You may be somewhat surprised to learn you can successfully grow lemon trees, and other citrus such as lime trees and orange trees, in the UK. They will need extra protection in colder weather though as they won’t fare well when the temperature drops. New varieties of citrus trees are being established all the time too which means they are becoming more robust to our winter months. They do best inside over the very cold months and for this reason containers are great for growing them.
Lemon trees have a fragrant smell to them as well as producing wonderful fruit. Flowering can occur all year round and once the fruit appears it can take up to 12 months to fully ripen. Due to this, lemon trees make a lovely decorative addition to the garden boasting both fruit and flowers together. They do best as a container-grown tree so they will fit in smaller gardens too.
Dreaming of marmalade, curd, citrus desserts, and that fresh lemon slice to your summer drinks? Then perhaps lemon trees are perfect for your garden. They only grow to a modest 1.5 metres too.
How To Grow Lemon Trees
Lemon trees can be grown quite easily in UK gardens but they need care and attention throughout the year to maintain and protect their health. Lemons along with other citrus fruits such as oranges and limes are generally not hardy here in the UK and will need some winter protection. That said, new lemon varieties are being developed which may be successfully wintered outside in some areas.
Lemons alongside Seville Oranges are the easiest citrus fruits to grow and will thrive when placed in a sunny spot. Lemon trees can flower year round, but most blossom will appear in late winter. The blossom is delicately fragranced and with fruit taking up to 12 months to mature, you can often enjoy the plants fruiting and blossoming at the same time.
When To Plant Lemon Trees
You can pop your lemon tree container outdoors and plant your lemon tree when it has warmed up – mid-June until September. During the cold months keep it inside as it won’t do well in harsh weather. If you want to plant in the ground then do so during spring. To thrive, lemon trees need an overnight temperature of 10 degrees so it’s important not to have them outside during a cold snap.
Where To Plant Lemons
Lemon trees thrive in sunny positions in gardens – and as mentioned pots are best so they can be relocated in the winter months. They do well on patios, balconies, and also in conservatories away from radiators or draughts. They need a good drainage system in place as they won’t do well waterlogged.
How To Prune Lemon Trees
When you need to re-pot your lemon tree, this is best done during spring and will need doing every few years. You can prune your tree once it’s producing its new shoots. You should pay particular attention to the middle of the tree to ensure enough light is coming through. It’s safe to remove any unhealthy branches and you can remove suckers growing at the bottom of the plant. You may need to prune again in September just to ensure it’s the desired shape.
When To Harvest Lemons
Lemons can take up to 12 months to ripen so it’s just a case of harvesting them once fully grown and turned a richer yellow. They can remain on the tree until you are ready for them. Plucking a fresh lemon to enjoy with a G&T is a deeply satisfying experience.
Lemon Tree FAQ’s
Not up on your lemon tree knowledge quite yet? Then take a look at our very own lemon tree FAQs.
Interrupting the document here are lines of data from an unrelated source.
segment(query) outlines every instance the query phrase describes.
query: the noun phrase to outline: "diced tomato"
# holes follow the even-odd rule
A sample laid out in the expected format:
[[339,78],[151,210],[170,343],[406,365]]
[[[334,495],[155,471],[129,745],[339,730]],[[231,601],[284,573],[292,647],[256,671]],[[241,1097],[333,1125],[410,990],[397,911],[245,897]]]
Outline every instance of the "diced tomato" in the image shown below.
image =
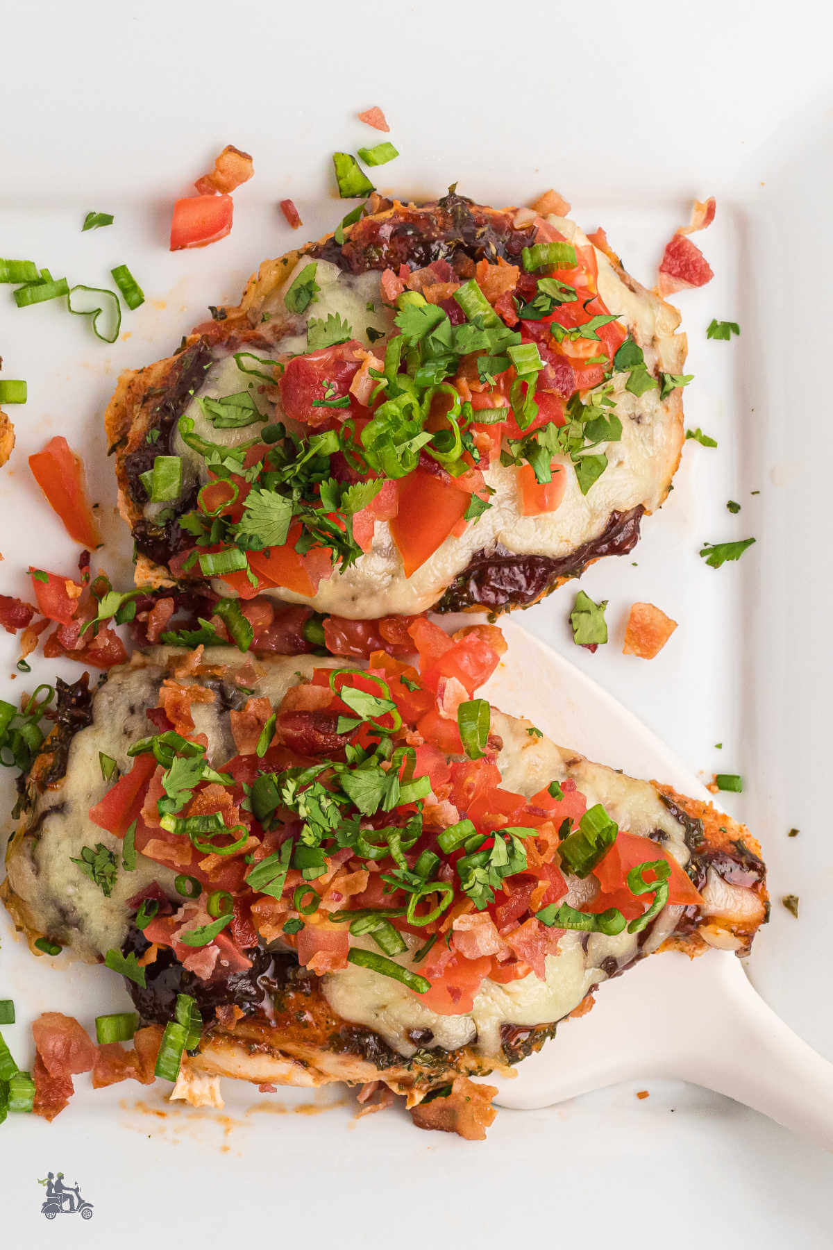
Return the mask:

Your lemon tree won’t be huge which makes it much more manageable. You can expect it to reach around 1.5 metres in height. There will be some variation here as it largely depends on the rootstock used.
Lemon trees are a fairly slow-growing type but you should see the fruit after two to three years. The fruit takes 12 months to be ready after the tree blossoms.
Lemon trees are self-fertile so you only need the one which is great if your space is limited. However, if you are keeping yours indoors then hand pollination will be required by transferring pollen to the stigma using a paintbrush.
No, you only need one lemon tree to grow fruit successfully as they contain both male and female flowers.
While results won’t produce you with the perfect lemon you had in mind, it is possible to grow one from its seed. You will need patience for this as it can take some years to bear fruit. You should remove the seeds from the pulp and then rinse them well. Lemon seeds should then be planted about 1cm deep into a pot. Soil should be kept moist at all times and wrap the pot in a plastic bag. Once they germinate you can remove the bag and pop them on a windowsill. Once multiple leaves start to grow you can transfer to a bigger pot and they will need daily sun.
Yes, lemon trees can do well in the UK but will need extra care in the colder periods of the year.
You will need to wrap your lemon tree over winter if you plan to keep it outdoors. You can use hessian fleece, wool, or other suitable winter coverings to wrap your plant with.
You should ideally leave them on the tree to ripen but you can try popping them in a sunny location such as by the window. If this fails you can use the lemon as a cleaning aid or even as a natural air freshener.